The main gates of Greenwood are a gothic revival masterpiece created by Richard M. Upjohn in 1861 (the cemetery itself dates back to 1838). Back in the 1960s a shipment of monk parakeets (Myiopsitta monachus) being flown from Argentina to Idlewild somehow escaped and the renegade birds set up nesting sites first in the cemetery gate. Later, as the colony expanded, the birds also occupied the coEdison transformer station next to the cemetery. So, as you walk into the park, you are greeted by raucous screeches and streaks of chartreuse among the trees. And what trees! Since the cemetery is old and is protected by a spiked fence, armed guards, and fierce dogs (along with who knows what sort of malevolent chthonic agencies), the trees have grown to maturity unmolested and the grounds feature numerous huge field oaks, mighty beeches, giant metasequoias and every other ornamental or native specimen which grows in these parts.
It is difficult to convey the scope of the cemetery. Visitors wander through different landscapes going up and down hills, into dark forests, across garden glades, and beside lakes—and everywhere there are tombs of every sort. There are thin limestone headstones where the text is fading, tall granite plinths with statues, squat obsidian cubes, Egyptian pyramids, and elegant urns. Sometimes you also pass huge haunting circles of graves which evoke feelings of barrows and ancient standing stones. During the open house my friends and I visited the spooky Greek revival mausoleums of a heartless railroad baron and of a rich tobacconist who turned to spiritualism after the mysterious death of one of his (demi-mondaine?) female employees. We also visited the underground catacombs where workers installed a creepy underground network of burial chambers in the excavation left over from a pebble mine.
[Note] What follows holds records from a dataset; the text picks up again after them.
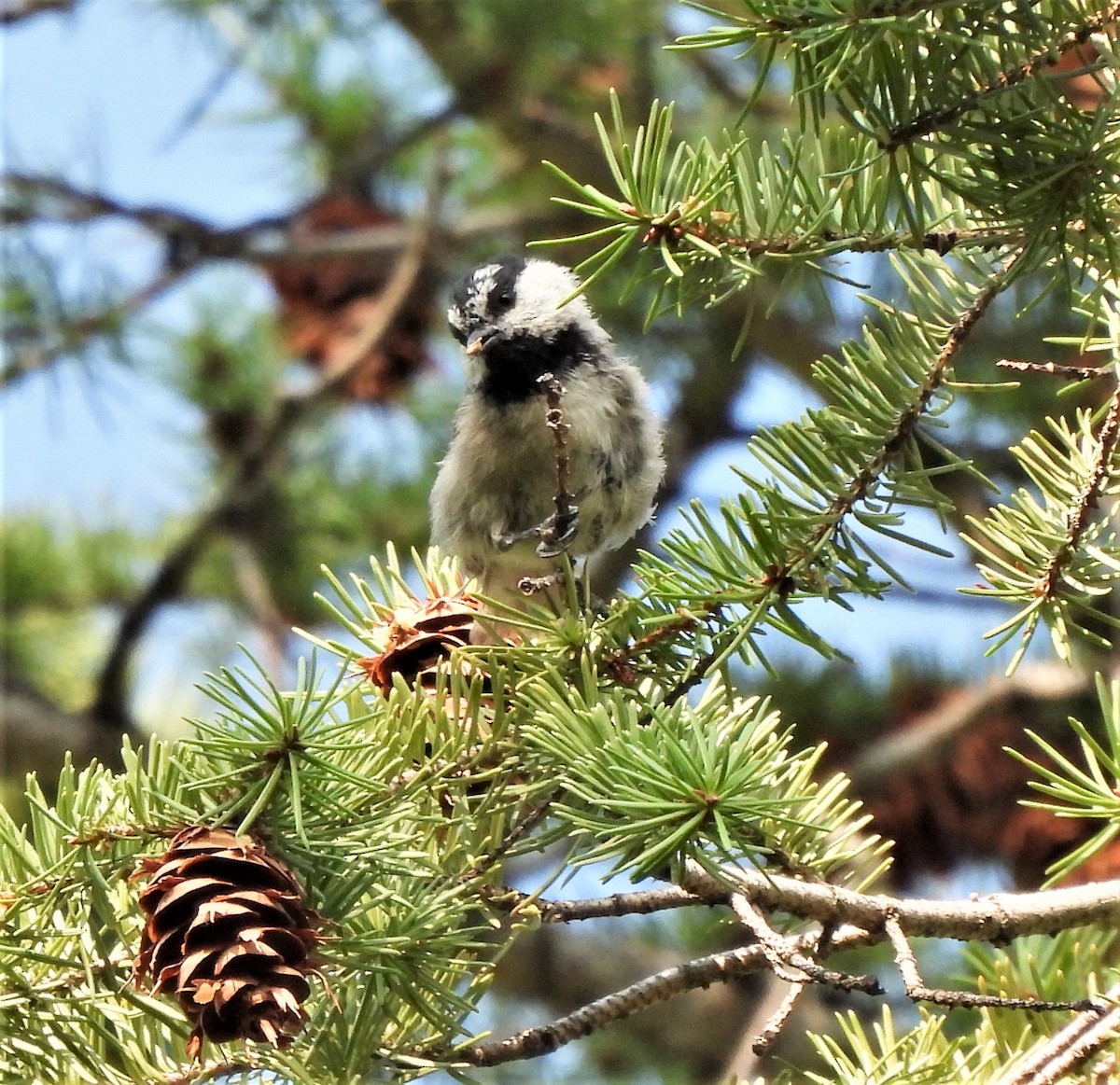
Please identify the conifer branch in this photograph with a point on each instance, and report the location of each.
(716, 967)
(917, 991)
(858, 487)
(643, 902)
(998, 917)
(930, 121)
(1070, 1046)
(1054, 369)
(257, 463)
(827, 241)
(781, 579)
(1108, 438)
(858, 919)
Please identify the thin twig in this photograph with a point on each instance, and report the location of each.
(852, 919)
(620, 904)
(110, 706)
(789, 963)
(520, 828)
(917, 991)
(555, 532)
(704, 972)
(1053, 369)
(778, 579)
(1086, 501)
(778, 1019)
(930, 121)
(997, 917)
(1070, 1046)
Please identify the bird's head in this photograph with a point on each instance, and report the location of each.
(512, 305)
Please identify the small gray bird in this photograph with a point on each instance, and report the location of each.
(494, 503)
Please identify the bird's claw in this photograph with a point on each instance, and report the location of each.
(557, 533)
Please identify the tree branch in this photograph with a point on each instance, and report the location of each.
(1108, 438)
(997, 917)
(1084, 1036)
(110, 704)
(854, 919)
(931, 120)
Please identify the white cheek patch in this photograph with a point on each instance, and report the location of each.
(540, 286)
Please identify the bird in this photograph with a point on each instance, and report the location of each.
(530, 336)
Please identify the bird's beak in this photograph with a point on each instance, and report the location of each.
(479, 339)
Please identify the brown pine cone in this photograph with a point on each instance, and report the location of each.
(419, 637)
(229, 934)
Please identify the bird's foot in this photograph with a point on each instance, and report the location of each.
(532, 586)
(557, 533)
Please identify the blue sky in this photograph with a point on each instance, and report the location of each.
(100, 96)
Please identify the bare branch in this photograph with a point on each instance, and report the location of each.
(257, 463)
(1064, 1050)
(997, 917)
(917, 991)
(621, 904)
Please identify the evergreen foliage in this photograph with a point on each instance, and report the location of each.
(933, 132)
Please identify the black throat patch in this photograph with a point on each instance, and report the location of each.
(513, 365)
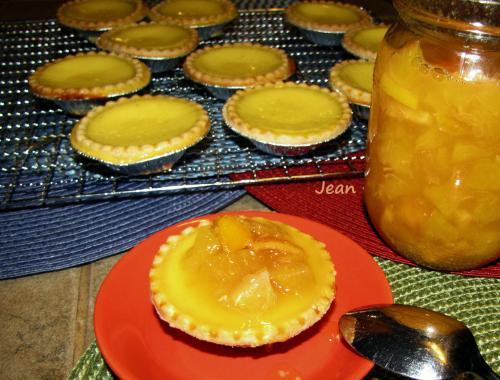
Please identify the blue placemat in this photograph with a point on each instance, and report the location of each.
(47, 239)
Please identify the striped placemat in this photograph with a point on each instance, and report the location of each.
(473, 300)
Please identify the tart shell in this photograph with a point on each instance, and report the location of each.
(293, 17)
(238, 125)
(105, 41)
(171, 313)
(354, 48)
(229, 14)
(138, 14)
(354, 95)
(116, 156)
(284, 71)
(140, 80)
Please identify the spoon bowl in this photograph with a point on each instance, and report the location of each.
(415, 342)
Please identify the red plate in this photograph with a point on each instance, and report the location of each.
(136, 344)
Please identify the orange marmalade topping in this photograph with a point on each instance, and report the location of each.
(248, 264)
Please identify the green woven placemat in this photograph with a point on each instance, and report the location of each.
(474, 301)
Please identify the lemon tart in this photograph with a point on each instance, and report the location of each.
(354, 78)
(242, 281)
(364, 41)
(208, 16)
(287, 117)
(99, 15)
(324, 22)
(161, 46)
(140, 134)
(75, 81)
(237, 65)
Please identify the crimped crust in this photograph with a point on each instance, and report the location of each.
(229, 13)
(295, 18)
(106, 41)
(139, 13)
(354, 48)
(355, 95)
(240, 126)
(139, 81)
(136, 153)
(248, 337)
(284, 71)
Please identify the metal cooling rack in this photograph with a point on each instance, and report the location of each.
(38, 166)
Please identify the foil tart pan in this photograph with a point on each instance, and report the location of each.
(360, 111)
(284, 150)
(160, 65)
(150, 166)
(220, 92)
(80, 107)
(323, 38)
(281, 149)
(206, 32)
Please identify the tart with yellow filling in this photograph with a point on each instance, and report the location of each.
(354, 78)
(324, 22)
(208, 16)
(88, 76)
(364, 41)
(159, 45)
(99, 15)
(238, 65)
(140, 134)
(242, 281)
(287, 115)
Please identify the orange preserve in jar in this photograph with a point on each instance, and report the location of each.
(433, 176)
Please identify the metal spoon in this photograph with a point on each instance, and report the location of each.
(415, 342)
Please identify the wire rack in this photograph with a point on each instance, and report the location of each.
(38, 166)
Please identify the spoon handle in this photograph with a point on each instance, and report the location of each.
(484, 372)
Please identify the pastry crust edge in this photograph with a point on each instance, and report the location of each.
(229, 14)
(238, 125)
(246, 338)
(105, 42)
(139, 13)
(293, 18)
(132, 154)
(140, 80)
(284, 71)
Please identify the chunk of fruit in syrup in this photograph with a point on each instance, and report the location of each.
(237, 256)
(254, 292)
(233, 233)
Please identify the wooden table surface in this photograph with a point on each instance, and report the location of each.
(46, 319)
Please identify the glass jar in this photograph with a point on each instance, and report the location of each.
(433, 176)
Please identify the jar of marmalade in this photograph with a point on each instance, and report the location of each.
(433, 176)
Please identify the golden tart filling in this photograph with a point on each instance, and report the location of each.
(326, 16)
(288, 114)
(89, 76)
(194, 13)
(150, 40)
(354, 78)
(364, 41)
(238, 65)
(242, 281)
(139, 128)
(98, 15)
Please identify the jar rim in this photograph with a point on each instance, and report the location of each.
(471, 16)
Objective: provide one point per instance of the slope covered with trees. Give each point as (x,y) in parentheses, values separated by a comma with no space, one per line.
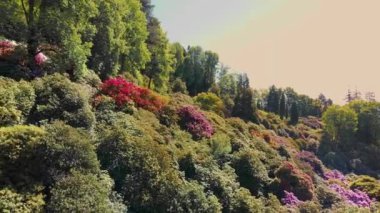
(99,112)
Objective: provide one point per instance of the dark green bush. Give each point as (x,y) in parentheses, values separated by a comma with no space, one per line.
(57,98)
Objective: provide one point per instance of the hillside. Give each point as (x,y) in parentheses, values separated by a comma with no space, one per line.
(99,112)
The largest mausoleum inhumes the remains of Stephen Whitney, one of the richest and most parsimonious merchants of the nineteenth century who eschewed philanthropy. As one might imagine he was not well loved and when he died, the famous social commentator George Templeton Strong remarked that “his last act was characteristic and fitting. He locked up his checkbook and died.” Although Whitney’s grave was magnificent and the cemetery’s great mourning chapel (pictured below) was even more so, to me the most interesting mausoleums and graves were the smaller gothic ones which I have pictured throughout this post. We’re getting closer to Halloween (and to peak foliage)—why not take a constitutional through a nearby cemetery and contemplate the ephemeral nature of things amidst a beautiful vista?